Aerial Spatial Revolution
x:
y:

Marco Rasch
Saxonia-Freiberg-Stiftung
[21/05/2022]


Drawing of the planned buildings on Munich’s Kohleninsel (today’s Museum Island), probably after an aerial photograph, Deutsche Bauzeitung 34, vol. 30, 1900, p. 185

The influence of the photographic birds-eye view on German urbanism



It was not until years after their establishment in Germany that architects also began to take an interest in aerial photography. Under the influence of the technical development in aviation and several exhibitions as e.g. the “Internationale Luftschiffahrt-Ausstellung” (International Airship Exhibition) in Frankfurt am Main in 1909 they moved into the focus of the young urban planning.

Aerial photographs were the appropriate tool to literally visualise the expansion from regionally narrowly defined house construction to aesthetic urban construction that had been propagated since Camillo Sitte. The photographs showed the spatial relations of the buildings, infrastructure and nature and thus initiated a general change that affected both the use of space and its understanding. 

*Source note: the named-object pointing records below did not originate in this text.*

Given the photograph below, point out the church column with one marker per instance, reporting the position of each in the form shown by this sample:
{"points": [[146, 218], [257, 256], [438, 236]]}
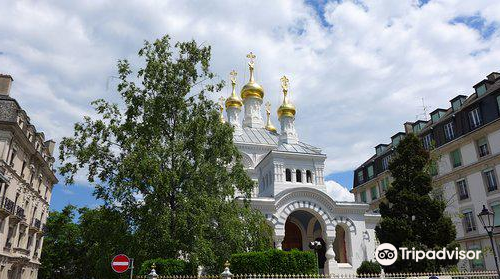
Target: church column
{"points": [[286, 116], [331, 265], [252, 94], [233, 107], [278, 239]]}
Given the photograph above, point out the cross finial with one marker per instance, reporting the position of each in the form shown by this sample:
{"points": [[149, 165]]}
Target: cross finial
{"points": [[268, 107], [221, 102], [233, 75], [284, 83], [251, 56]]}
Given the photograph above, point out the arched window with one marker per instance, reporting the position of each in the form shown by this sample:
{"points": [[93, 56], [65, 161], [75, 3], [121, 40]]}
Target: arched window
{"points": [[298, 176], [308, 176], [288, 174]]}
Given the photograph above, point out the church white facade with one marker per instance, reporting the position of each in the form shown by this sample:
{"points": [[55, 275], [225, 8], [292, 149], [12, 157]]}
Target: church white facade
{"points": [[291, 190]]}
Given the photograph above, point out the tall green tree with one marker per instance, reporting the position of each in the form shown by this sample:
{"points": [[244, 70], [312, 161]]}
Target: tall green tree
{"points": [[61, 246], [411, 217], [165, 160]]}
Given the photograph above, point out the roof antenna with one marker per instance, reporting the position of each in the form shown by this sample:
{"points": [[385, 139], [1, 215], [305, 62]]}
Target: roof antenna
{"points": [[424, 114]]}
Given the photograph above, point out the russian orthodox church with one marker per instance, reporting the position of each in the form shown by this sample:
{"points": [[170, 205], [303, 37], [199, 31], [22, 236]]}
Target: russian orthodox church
{"points": [[290, 188]]}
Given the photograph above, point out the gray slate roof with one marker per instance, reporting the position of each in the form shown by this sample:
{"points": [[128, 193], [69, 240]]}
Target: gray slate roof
{"points": [[265, 137]]}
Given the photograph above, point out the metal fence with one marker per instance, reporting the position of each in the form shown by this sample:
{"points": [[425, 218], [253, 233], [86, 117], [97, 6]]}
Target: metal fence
{"points": [[440, 275]]}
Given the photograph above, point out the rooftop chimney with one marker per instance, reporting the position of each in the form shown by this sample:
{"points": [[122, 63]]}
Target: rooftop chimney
{"points": [[5, 83], [493, 76]]}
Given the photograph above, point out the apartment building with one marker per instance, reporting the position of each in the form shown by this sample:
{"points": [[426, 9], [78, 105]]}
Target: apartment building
{"points": [[26, 181], [465, 141]]}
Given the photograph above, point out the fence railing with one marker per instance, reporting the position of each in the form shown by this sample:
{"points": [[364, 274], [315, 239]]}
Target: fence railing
{"points": [[440, 275]]}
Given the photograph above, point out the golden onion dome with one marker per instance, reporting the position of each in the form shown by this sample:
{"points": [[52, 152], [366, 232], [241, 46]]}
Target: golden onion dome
{"points": [[286, 108], [252, 89], [269, 126], [233, 100]]}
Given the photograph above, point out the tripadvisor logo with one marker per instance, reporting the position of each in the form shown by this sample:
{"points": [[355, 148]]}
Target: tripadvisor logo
{"points": [[386, 254]]}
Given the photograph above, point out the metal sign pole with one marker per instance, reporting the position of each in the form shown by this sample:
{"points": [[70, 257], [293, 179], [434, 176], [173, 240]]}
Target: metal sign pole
{"points": [[131, 268]]}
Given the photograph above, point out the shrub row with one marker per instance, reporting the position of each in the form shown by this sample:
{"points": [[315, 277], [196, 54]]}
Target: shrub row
{"points": [[274, 262], [168, 267]]}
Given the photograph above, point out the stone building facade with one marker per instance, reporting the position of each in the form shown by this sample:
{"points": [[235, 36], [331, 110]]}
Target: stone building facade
{"points": [[26, 181], [465, 142]]}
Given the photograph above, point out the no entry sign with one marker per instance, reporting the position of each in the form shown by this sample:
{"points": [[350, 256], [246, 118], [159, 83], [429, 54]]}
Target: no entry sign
{"points": [[120, 263]]}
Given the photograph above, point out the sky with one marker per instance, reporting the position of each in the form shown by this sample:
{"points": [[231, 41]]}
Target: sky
{"points": [[358, 69]]}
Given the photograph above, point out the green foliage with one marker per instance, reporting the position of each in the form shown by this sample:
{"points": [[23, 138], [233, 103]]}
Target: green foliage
{"points": [[164, 159], [168, 267], [411, 217], [369, 267], [84, 249], [274, 262]]}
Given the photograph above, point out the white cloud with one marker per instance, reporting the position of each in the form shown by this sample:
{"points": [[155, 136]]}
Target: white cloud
{"points": [[337, 191], [354, 82]]}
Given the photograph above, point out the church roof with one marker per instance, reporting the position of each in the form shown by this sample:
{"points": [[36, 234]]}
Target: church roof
{"points": [[262, 136]]}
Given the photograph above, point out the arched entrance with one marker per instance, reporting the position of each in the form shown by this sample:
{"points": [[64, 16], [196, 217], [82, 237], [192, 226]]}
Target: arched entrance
{"points": [[293, 236], [301, 228]]}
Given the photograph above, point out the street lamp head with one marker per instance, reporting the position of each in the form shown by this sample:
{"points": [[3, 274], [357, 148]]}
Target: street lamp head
{"points": [[487, 219]]}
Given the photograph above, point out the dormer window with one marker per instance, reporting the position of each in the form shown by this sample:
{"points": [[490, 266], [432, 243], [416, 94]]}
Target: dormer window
{"points": [[481, 90], [308, 176], [288, 175], [298, 176]]}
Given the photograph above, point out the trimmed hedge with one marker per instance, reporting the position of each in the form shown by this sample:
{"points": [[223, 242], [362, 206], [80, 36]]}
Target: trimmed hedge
{"points": [[369, 267], [274, 262], [168, 267]]}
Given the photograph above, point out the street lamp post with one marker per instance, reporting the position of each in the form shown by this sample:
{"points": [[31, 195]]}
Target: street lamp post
{"points": [[487, 219], [316, 246]]}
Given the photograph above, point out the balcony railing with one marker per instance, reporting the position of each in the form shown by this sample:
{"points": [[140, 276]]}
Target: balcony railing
{"points": [[8, 205], [20, 212]]}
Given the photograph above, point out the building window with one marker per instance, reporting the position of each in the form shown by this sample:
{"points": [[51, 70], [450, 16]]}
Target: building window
{"points": [[495, 207], [363, 196], [448, 131], [463, 192], [490, 180], [385, 162], [469, 221], [384, 184], [370, 172], [298, 176], [498, 103], [288, 175], [373, 191], [427, 141], [12, 157], [360, 176], [475, 118], [456, 158], [433, 168], [482, 146]]}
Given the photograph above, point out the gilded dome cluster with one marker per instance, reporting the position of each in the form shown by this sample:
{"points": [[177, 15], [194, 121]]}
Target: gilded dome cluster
{"points": [[254, 90]]}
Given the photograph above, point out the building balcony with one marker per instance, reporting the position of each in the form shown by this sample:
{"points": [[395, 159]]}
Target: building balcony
{"points": [[6, 207], [22, 251]]}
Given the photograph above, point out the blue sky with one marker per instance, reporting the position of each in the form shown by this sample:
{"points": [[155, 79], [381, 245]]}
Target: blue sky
{"points": [[358, 69]]}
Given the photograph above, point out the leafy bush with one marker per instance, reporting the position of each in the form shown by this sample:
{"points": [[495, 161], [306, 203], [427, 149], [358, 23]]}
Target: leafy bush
{"points": [[274, 262], [168, 267], [369, 267]]}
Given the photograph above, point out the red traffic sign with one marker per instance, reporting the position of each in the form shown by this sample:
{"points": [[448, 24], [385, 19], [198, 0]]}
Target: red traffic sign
{"points": [[120, 263]]}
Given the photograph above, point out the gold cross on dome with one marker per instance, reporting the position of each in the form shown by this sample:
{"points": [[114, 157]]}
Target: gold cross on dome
{"points": [[268, 107], [251, 56], [233, 75], [284, 83], [221, 102]]}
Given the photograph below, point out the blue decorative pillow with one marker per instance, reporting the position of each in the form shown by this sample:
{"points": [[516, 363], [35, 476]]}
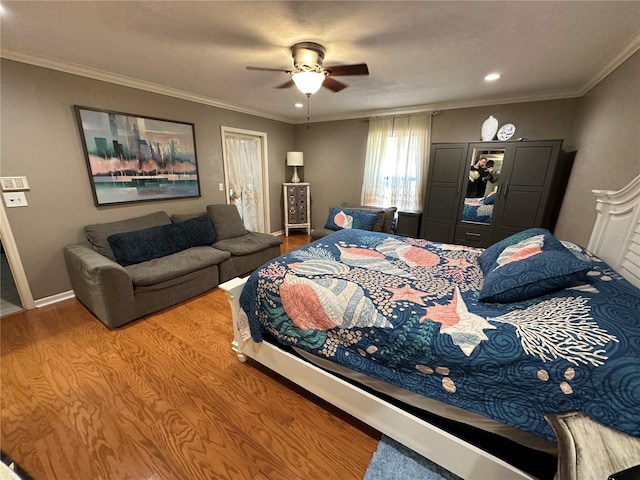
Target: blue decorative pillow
{"points": [[490, 199], [537, 265], [344, 218], [142, 245], [487, 259]]}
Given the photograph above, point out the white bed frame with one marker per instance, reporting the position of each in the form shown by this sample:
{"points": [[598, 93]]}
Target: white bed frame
{"points": [[615, 239]]}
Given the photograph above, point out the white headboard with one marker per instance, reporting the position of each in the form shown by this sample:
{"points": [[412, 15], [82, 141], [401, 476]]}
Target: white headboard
{"points": [[616, 233]]}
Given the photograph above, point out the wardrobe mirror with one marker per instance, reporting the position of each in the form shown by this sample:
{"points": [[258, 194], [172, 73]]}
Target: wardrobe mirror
{"points": [[483, 177]]}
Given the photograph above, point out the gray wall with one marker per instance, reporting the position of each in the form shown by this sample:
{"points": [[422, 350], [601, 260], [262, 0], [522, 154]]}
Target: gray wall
{"points": [[335, 151], [603, 127], [607, 141], [333, 163], [40, 140]]}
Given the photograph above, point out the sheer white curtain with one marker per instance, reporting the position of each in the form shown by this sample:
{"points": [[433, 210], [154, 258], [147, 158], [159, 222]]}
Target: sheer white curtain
{"points": [[245, 179], [396, 161]]}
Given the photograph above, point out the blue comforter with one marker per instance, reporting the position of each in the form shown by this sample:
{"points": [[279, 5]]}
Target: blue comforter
{"points": [[406, 311]]}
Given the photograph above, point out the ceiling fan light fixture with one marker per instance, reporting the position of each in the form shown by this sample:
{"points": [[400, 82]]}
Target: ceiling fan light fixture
{"points": [[308, 82]]}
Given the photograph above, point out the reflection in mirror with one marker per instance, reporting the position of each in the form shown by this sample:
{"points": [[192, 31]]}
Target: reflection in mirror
{"points": [[484, 174]]}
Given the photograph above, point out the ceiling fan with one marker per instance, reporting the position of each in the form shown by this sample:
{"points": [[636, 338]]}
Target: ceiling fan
{"points": [[309, 74]]}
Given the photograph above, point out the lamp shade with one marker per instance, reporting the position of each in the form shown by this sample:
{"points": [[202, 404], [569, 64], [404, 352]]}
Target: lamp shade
{"points": [[295, 159], [308, 82]]}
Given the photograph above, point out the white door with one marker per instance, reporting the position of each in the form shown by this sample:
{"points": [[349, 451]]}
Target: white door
{"points": [[246, 179]]}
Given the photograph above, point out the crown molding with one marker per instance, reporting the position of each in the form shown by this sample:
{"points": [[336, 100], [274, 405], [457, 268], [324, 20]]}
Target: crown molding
{"points": [[620, 56], [125, 81], [630, 47], [558, 95]]}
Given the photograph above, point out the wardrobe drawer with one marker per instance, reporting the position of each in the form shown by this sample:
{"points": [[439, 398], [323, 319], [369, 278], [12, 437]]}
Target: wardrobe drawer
{"points": [[472, 236]]}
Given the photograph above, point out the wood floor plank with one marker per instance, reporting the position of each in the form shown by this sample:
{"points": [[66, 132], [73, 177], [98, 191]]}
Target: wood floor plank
{"points": [[163, 397]]}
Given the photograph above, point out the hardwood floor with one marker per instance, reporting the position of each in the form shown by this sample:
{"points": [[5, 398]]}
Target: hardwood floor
{"points": [[162, 398]]}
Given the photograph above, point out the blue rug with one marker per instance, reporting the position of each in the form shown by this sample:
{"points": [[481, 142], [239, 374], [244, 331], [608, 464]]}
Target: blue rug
{"points": [[394, 461]]}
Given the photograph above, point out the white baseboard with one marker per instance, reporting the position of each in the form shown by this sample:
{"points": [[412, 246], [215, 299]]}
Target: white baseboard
{"points": [[58, 297]]}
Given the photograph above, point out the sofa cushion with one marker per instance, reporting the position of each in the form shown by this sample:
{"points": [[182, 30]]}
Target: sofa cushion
{"points": [[181, 217], [226, 220], [97, 234], [250, 242], [176, 265], [142, 245], [346, 218]]}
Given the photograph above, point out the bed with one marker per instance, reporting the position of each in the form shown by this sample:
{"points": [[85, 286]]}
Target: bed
{"points": [[571, 337]]}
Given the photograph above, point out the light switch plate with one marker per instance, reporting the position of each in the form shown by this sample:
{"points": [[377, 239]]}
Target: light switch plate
{"points": [[15, 199], [13, 183]]}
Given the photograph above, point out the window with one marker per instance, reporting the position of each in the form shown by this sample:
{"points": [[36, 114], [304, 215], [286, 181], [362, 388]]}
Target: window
{"points": [[396, 161]]}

How this development took place in urbanism in Germany and what part the aerial photographs played will be the subject of my lecture. I will show the continuous path from the rediscovery of perspective in architectural journals in the late 19th century, the use of bird’s-eye views for the visualisation of architectural ensembles to aerial photographs as an object of study in German urbanism.